You can negate a filter by preceding it with "-":

   -path:*.cpp -path:*.c fn:foo

Let's try to standardize with https://code.google.com/p/chromium/codesearch as much as possible.

Obsolete

  • `ext:` goes away. It's covered by `-path:*.c`
  • `*-decl:` goes away until somebody asks for it. It's merged into `*`.

To Be Determined

  • a way to express case-sensitivity. Possibilities include quotes and +.

More Explicit Operators

Some people expect runs of barewords to be treated as phrase matches. Here's how we could do that.

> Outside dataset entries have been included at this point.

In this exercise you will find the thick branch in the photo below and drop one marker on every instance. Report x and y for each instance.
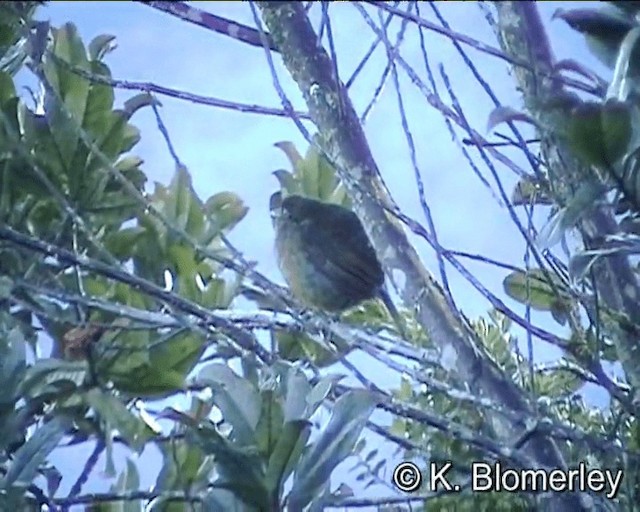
(345, 145)
(521, 33)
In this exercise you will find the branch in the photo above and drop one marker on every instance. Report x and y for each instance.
(344, 144)
(521, 33)
(205, 19)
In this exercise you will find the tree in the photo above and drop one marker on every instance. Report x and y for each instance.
(85, 255)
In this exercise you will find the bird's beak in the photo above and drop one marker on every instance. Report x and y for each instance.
(275, 205)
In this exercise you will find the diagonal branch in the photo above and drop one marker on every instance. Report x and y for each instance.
(521, 33)
(344, 144)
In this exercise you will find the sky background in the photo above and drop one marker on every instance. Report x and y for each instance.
(231, 151)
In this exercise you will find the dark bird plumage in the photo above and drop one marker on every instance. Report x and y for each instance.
(326, 257)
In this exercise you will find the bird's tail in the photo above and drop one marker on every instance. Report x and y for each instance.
(398, 320)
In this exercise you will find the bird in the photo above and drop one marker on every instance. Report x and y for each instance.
(326, 257)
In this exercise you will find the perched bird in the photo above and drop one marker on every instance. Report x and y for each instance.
(326, 257)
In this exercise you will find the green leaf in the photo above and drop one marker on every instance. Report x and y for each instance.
(52, 377)
(31, 455)
(12, 364)
(296, 392)
(600, 133)
(118, 417)
(532, 288)
(237, 399)
(336, 442)
(286, 454)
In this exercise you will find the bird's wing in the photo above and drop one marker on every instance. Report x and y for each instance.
(346, 248)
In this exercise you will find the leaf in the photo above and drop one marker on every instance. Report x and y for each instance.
(336, 442)
(529, 191)
(117, 416)
(296, 393)
(290, 150)
(286, 454)
(237, 399)
(31, 455)
(541, 295)
(53, 376)
(600, 133)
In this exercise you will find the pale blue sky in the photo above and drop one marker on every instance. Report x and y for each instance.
(228, 150)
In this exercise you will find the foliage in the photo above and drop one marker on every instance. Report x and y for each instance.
(137, 288)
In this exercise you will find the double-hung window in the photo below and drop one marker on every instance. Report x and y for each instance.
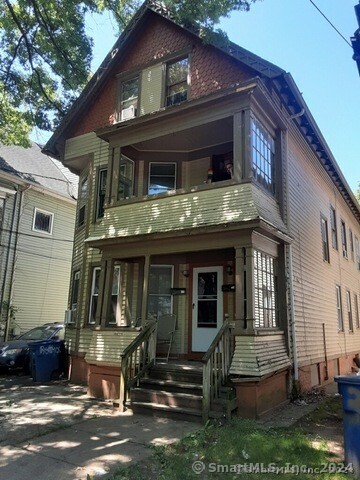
(162, 178)
(177, 81)
(264, 290)
(325, 240)
(349, 311)
(339, 309)
(262, 155)
(43, 221)
(129, 96)
(101, 192)
(94, 294)
(126, 178)
(343, 239)
(160, 283)
(333, 227)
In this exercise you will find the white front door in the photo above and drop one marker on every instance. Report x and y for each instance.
(207, 311)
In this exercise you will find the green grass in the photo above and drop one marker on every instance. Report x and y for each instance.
(221, 449)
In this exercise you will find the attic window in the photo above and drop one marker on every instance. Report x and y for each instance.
(43, 221)
(129, 94)
(177, 81)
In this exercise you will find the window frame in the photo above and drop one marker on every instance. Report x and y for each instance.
(171, 267)
(262, 168)
(343, 239)
(149, 178)
(349, 311)
(168, 86)
(95, 268)
(122, 82)
(333, 228)
(340, 317)
(325, 241)
(51, 222)
(100, 172)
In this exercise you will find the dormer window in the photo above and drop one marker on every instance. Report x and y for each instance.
(177, 81)
(129, 95)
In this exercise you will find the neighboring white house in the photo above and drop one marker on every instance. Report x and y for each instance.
(37, 218)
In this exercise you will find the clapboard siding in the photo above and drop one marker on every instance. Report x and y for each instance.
(43, 262)
(106, 347)
(311, 192)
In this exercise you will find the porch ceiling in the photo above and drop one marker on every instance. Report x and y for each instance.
(196, 138)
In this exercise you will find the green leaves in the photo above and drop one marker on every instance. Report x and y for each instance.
(45, 53)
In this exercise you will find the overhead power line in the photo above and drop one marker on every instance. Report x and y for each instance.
(330, 23)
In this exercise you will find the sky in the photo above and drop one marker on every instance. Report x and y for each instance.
(293, 35)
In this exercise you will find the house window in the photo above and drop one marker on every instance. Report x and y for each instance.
(162, 178)
(263, 154)
(82, 201)
(126, 178)
(333, 227)
(115, 311)
(351, 238)
(160, 283)
(129, 95)
(343, 239)
(43, 221)
(356, 304)
(357, 252)
(75, 290)
(349, 311)
(102, 176)
(264, 290)
(339, 309)
(177, 81)
(94, 294)
(325, 240)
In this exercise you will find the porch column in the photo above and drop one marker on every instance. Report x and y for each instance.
(144, 301)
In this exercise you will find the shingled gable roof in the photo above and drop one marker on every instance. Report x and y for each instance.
(281, 81)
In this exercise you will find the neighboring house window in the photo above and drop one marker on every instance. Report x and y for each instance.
(126, 178)
(263, 155)
(82, 201)
(343, 239)
(129, 95)
(351, 238)
(102, 176)
(264, 290)
(333, 227)
(339, 308)
(349, 311)
(356, 304)
(115, 312)
(177, 81)
(325, 240)
(43, 221)
(160, 283)
(162, 178)
(75, 290)
(357, 252)
(94, 294)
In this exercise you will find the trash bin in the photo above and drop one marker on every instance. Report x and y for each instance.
(349, 388)
(47, 360)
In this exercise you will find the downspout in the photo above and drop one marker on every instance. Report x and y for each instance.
(7, 323)
(8, 257)
(292, 315)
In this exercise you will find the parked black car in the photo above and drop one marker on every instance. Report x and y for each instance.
(15, 354)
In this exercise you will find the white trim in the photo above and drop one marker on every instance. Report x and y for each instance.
(51, 215)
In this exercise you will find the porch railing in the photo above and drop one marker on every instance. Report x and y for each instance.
(136, 360)
(216, 366)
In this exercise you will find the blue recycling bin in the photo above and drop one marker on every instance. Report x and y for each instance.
(47, 359)
(349, 388)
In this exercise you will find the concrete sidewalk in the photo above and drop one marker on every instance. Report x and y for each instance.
(55, 432)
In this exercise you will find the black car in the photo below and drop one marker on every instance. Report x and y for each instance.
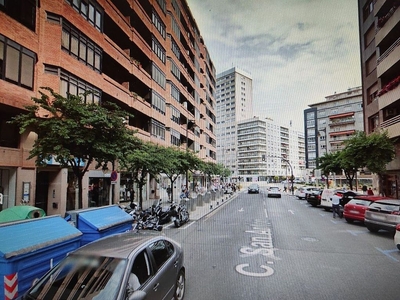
(253, 189)
(314, 197)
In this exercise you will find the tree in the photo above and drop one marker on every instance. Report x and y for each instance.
(329, 163)
(76, 134)
(372, 151)
(142, 161)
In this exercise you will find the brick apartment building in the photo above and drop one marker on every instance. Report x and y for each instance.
(147, 56)
(379, 25)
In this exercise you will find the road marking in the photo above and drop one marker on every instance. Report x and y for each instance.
(355, 232)
(388, 253)
(186, 226)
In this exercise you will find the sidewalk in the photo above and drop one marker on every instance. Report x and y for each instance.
(197, 208)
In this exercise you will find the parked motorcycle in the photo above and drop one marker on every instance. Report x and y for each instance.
(182, 215)
(165, 214)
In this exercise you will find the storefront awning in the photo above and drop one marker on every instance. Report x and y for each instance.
(348, 132)
(341, 115)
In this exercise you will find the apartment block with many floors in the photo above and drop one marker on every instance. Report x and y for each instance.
(379, 27)
(147, 56)
(268, 151)
(234, 103)
(330, 123)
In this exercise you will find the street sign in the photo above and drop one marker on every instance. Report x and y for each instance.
(114, 176)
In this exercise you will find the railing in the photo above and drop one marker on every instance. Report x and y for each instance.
(390, 122)
(388, 51)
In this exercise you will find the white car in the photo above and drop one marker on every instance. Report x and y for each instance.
(274, 191)
(301, 192)
(397, 237)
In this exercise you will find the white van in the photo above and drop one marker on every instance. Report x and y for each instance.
(326, 198)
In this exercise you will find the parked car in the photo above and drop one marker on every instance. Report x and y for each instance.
(274, 191)
(124, 266)
(302, 191)
(346, 196)
(383, 214)
(397, 236)
(253, 188)
(314, 197)
(355, 209)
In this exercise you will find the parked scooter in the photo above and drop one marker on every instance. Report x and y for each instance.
(164, 215)
(182, 215)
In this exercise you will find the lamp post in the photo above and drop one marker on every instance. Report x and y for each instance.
(189, 123)
(291, 172)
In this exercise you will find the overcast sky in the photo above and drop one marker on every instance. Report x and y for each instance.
(297, 51)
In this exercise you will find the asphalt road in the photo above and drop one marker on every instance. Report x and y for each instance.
(256, 247)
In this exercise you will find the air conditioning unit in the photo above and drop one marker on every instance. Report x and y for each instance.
(391, 112)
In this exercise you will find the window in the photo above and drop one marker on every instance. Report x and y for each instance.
(162, 5)
(162, 251)
(158, 102)
(90, 10)
(158, 49)
(157, 129)
(141, 267)
(75, 86)
(158, 76)
(175, 92)
(16, 63)
(175, 115)
(78, 45)
(9, 136)
(158, 24)
(175, 138)
(24, 11)
(175, 70)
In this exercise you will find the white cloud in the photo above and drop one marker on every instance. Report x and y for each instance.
(298, 51)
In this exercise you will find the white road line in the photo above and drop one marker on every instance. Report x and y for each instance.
(184, 227)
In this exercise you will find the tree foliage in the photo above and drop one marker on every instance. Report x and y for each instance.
(372, 152)
(76, 134)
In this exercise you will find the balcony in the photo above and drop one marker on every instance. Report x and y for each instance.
(392, 126)
(389, 97)
(387, 27)
(388, 59)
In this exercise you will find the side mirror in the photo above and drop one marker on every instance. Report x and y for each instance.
(138, 295)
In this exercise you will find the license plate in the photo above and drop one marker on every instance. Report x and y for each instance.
(380, 218)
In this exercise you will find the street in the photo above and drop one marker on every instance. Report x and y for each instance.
(256, 247)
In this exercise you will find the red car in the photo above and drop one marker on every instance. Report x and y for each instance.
(355, 209)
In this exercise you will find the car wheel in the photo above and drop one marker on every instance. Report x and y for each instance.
(180, 286)
(372, 228)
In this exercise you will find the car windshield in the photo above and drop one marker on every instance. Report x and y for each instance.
(360, 202)
(81, 277)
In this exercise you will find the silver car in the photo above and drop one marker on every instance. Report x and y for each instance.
(132, 265)
(383, 214)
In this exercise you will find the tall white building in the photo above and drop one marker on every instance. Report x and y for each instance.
(268, 151)
(331, 122)
(234, 103)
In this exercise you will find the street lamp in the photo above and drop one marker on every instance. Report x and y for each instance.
(291, 172)
(189, 123)
(319, 134)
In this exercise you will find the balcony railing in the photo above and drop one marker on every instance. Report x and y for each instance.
(388, 51)
(390, 122)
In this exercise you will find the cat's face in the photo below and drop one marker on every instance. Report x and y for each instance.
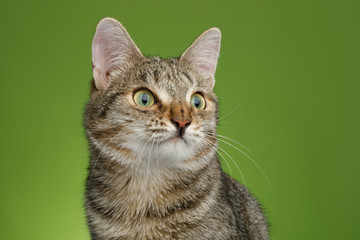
(149, 111)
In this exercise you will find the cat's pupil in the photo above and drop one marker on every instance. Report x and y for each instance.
(144, 98)
(197, 102)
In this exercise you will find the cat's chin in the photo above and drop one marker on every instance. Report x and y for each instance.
(175, 149)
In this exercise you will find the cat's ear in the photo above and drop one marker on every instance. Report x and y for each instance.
(112, 50)
(203, 54)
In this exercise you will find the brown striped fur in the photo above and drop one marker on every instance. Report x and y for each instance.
(142, 183)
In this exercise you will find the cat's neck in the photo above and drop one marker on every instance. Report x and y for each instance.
(148, 192)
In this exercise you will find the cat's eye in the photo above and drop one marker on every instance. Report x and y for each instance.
(144, 98)
(198, 101)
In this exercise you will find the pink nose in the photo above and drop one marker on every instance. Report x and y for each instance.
(180, 123)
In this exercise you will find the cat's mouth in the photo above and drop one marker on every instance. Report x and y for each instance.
(175, 139)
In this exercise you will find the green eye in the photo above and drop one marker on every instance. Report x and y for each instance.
(198, 101)
(144, 98)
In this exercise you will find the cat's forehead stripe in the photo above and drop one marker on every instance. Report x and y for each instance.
(168, 80)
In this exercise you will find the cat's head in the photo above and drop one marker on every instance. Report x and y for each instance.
(150, 111)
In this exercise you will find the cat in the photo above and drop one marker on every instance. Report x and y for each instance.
(151, 128)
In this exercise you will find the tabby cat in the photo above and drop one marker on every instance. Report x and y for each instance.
(151, 126)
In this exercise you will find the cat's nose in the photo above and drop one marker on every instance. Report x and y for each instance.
(180, 124)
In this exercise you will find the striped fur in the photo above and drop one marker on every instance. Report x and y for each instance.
(145, 184)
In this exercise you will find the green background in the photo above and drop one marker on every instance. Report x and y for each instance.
(293, 66)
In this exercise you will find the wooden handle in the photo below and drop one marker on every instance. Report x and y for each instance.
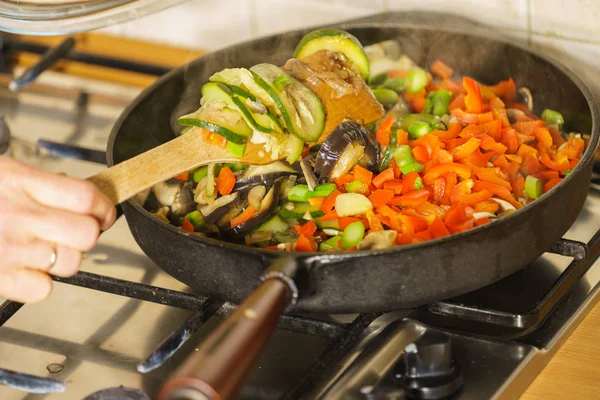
(130, 177)
(219, 367)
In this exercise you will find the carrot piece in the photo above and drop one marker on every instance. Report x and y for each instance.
(488, 143)
(501, 115)
(572, 149)
(491, 128)
(557, 138)
(306, 244)
(454, 143)
(402, 136)
(309, 228)
(441, 69)
(509, 139)
(562, 163)
(457, 103)
(460, 189)
(493, 175)
(394, 185)
(543, 136)
(383, 131)
(384, 176)
(408, 182)
(187, 225)
(243, 217)
(464, 171)
(329, 202)
(343, 180)
(527, 128)
(374, 223)
(465, 149)
(546, 176)
(439, 189)
(486, 206)
(501, 162)
(421, 154)
(362, 174)
(438, 229)
(550, 184)
(380, 197)
(411, 199)
(184, 176)
(498, 190)
(474, 198)
(473, 100)
(450, 185)
(423, 236)
(225, 181)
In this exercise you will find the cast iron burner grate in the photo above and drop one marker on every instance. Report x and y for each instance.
(341, 336)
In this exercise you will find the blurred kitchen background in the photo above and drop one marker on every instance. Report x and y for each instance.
(560, 27)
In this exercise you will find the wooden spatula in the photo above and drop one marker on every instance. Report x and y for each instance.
(190, 150)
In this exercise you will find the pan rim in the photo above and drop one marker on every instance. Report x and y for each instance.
(333, 257)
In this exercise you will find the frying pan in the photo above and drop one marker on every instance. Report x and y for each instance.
(364, 281)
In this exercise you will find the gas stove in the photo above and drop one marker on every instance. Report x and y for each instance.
(119, 327)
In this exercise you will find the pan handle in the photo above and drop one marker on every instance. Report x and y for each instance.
(221, 364)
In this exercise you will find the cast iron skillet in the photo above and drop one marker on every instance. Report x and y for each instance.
(357, 282)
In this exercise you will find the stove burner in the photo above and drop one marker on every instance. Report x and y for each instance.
(427, 369)
(119, 393)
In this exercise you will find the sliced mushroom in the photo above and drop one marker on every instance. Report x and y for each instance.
(267, 208)
(348, 144)
(166, 192)
(255, 196)
(378, 240)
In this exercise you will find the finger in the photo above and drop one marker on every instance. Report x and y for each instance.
(69, 194)
(67, 262)
(25, 285)
(79, 232)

Take any continguous sequence of text: filters to be a single string. Otherwise, AND everything.

For example... ::

   three blind mice path:*.c def

…would search for "three blind mice" AND path:*.c AND "def".

You can go back to the old behavior by saying explicitly... ::

   three AND blind AND mice

Maybe we could even do… ::

   mice IN fn:main

…or… ::

   fn:frob IN type:Frobulator

Quoting and Escaping

To do phrase matching or include spaces in a term, use single or double quotes. Doubles can contain singles, and vice versa. You can also backslash-escape them.

   "big, bad wolf"
   'That "wolf" is a hamster.'
   'Don\'t call my wolf a "hamster".'
   re:"big old|great big"
   -"not this phrase"

You can use a literal quote without enclosing it in other quotes, as long as it isn't a leading one:

   path:/users/erik's/*.py

What of backslashes in unquoted strings and preceding things other than quotes?

  • In a quoted string, a backslash before a quote of the same type is an escaper. Otherwise, it's a literal backslash.
   "one long \"quoted\" string"
   "literal \backslash"
   "\\" is backslash-quote"
  • Later, we may let backslashes in unquoted strings escape spaces:
   one\ long\ string

These rules are akin to common shell syntax and designed so you don't need to plan ahead (or backtrack) when typing a query.

See Also

GitHub's issue query language might provide some inspiration.